- Directed by: Raúl de Anda
- Written by: Raúl de Anda
- Starring: Rodolfo de Anda; Carlos León; Carlos López Moctezuma; Jorge Mateos; José L. Murillo; Jorge Russek;
- Release date: June 19, 1976;
- Running time: 82 minutes
- Language: Spanish
- Box office: 41.6 million tickets (USSR)

= The Great Adventure of Zorro =

1976 film

The Great Adventure of Zorro (original Mexican title: La gran aventura del Zorro) is a 1976 film starring Rodolfo de Anda in a Mexican version of Zorro, directed by Raúl de Anda and featuring such actors as Helena Rojo and Pedro Armendáriz, Jr.

==Plot==
The De La Vegas are a wealthy and prestigious family known throughout the territory. When the youngest son of Don Alejandro de La Vega (Monteczuma), Diego (Rodolfo de Anda), returns from his 4 year stay in Spain, he finds his hometown oppressed by the corrupt military forces. The farmers are being run out of their homes and their land is being used as military camps and/or sold off to pay for military supplies and wages, along with taking the poor villagers and using them as slaves.

The Film starts off with the Zorro character in place and does not show a transformation or origin story other than a brief prelude where Don Diego de la Vega tells his handy sidekick, Kino why he dawns the Zorro persona, (who in other versions is referred to as Bernardo or Felipe, specifically the A&E version starring Duncan Reghr) who is also the households butler, and most think is deaf and mute, but shares his secret with Don Diego/Zorro.

Zorro has multiple face offs with the local military and swears to restore order and freedom to the oppressed. However to most, Zorro is nothing but a myth. When the eldest son of Don Alejandro plans to wed the daughter (Helena Rojo) of a fellow wealthy caballero, her father plans to sell his mansion and retire. A buyer emerges (played by Pedro Amendariz Jr) and befriends both families. Upon sealing the deal, he kills the caballero and mortally wounds the elder De la Vega, leaving with the money. He then marks the carriage and surrounding area with the infamous "Z" that Zorro has adapted and is known for. A series of crimes using his own version of the Zorro outfit/mask and impersonating him cause the local towns people to turn on the Zorro. The military starts linking clues together and leads their search right back to the De La Vega's Mansion.

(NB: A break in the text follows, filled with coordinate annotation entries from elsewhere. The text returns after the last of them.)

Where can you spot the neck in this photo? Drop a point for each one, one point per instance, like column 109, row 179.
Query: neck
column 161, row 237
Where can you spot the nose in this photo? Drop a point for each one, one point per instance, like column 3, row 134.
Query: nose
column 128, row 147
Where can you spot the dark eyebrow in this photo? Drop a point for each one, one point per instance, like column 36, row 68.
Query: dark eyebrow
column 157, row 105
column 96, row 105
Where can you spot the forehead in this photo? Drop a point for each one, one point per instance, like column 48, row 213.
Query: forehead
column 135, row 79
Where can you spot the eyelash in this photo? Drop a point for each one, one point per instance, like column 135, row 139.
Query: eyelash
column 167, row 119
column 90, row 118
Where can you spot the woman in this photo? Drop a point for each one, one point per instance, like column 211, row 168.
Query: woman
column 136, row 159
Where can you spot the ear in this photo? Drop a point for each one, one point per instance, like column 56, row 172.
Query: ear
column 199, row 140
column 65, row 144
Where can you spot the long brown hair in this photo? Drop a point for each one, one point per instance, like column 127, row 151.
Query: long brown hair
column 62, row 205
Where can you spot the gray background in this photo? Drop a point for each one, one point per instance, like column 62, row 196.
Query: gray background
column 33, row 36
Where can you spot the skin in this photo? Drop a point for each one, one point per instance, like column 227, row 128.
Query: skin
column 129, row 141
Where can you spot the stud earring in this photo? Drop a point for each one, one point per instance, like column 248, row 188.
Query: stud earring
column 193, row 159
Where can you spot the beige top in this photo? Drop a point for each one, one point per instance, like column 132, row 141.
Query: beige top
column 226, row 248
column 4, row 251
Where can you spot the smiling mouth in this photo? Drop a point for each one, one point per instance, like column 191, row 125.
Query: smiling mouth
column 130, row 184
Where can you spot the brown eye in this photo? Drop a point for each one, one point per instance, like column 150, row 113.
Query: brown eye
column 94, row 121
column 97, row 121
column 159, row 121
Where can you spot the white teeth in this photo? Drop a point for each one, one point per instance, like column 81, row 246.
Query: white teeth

This begins a massive manhunt for the man named "Zorro" which sets out the "real" Zorro to avenge his brothers potential death, the caballeros death, and clear his name, and find out who is sabotaging him.

==Cast==
- Rodolfo de Anda as Diego De La Vega / El Zorro
- Helena Rojo as Helena
- Pedro Armendáriz Jr. as Emilio Walter
- Ricardo Carrión as Pedro de Vega
- Jorge Arvizu as Kimo
- Carlos López Moctezuma as Don Francisco
- Jorge Russek as Capitán

==Reception==
The movie was a massive hit in Mexican Cinema. During the time of its release, Rodolfo de Anda, who portrays The Zorro/Diego de La Vega character, was in the prime of his career and was known for Mexico's version of 'Spaghetti Westerns'.
The Movie is Western and the first to portray the Zorro character in such fashion, deviating from the clumsy, lazy or uninterested Diego de La Vega that other films portray.
In this version, Diego de la Viego is a 'fiery' and educated character with a short fuse who at one point even calls out the local military leader (Jorge Rusek) to a duel. He suggests to his father that the people should revolt against military rule but holds back just enough so people would not imagine him and Zorro being the same person.
Because of this, the reception was greater than expected. At the time, Clark Kent (Super Man), Bruce Wayne (Batman), were big hits in Latin America but portrayed their alter ego's as weak and push overs, hence separating itself from other films of its Genre at the time.

It was also a major hit in the Soviet Union, where it sold 41.6 million tickets at the box office in 1977.